Today we journey to the land of Blawgletter's legal schooling — the Commonwealth of Massachusetts. We do so not to visit the question of same-sex marriages, nor the issue of banning class actions in arbitration clauses. We travel thither instead to look at how well law firms do vis-a-vis clients that take bankruptcy without paying.

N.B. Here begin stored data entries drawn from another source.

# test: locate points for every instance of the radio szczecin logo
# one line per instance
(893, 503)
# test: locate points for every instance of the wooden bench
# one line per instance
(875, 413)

The Supreme Judicial Court of Massachusetts last week ruled that Ropes & Gray LLP held a valid statutory lien on an insolvent client's patent and could collect on the lien out of proceeds from the sale of the patent. The Bay State statute — General Laws ch. 221, § 50 — granted "the attorney who appears for a client . . . a lien for his reasonable fees and expenses upon his client's . . . claim". It also stated that the lien arose "[f]rom the [attorney's] authorized . . . appearance in any proceeding before any state or federal department".
The Court read the statute:
- to create a lawyer's lien from the moment the "attorney" (Ropes & Gray) appeared before a "federal department" (the U.S. Patent and Trademark Office) to press the client's "claim" (the patent application),
- to fix the lien on the result of pressing the claim (the patent), and
- to apply the lien to the funds resulting from pre-bankruptcy sale of the patent.
Ropes & Gray LLP v. Jalbert, No. SJC-10333 (Mass. July 28, 2009) (answering questions that First Circuit certified in In re Engage, Inc., 544 F.3d 50, 58 (1st Cir.2008)).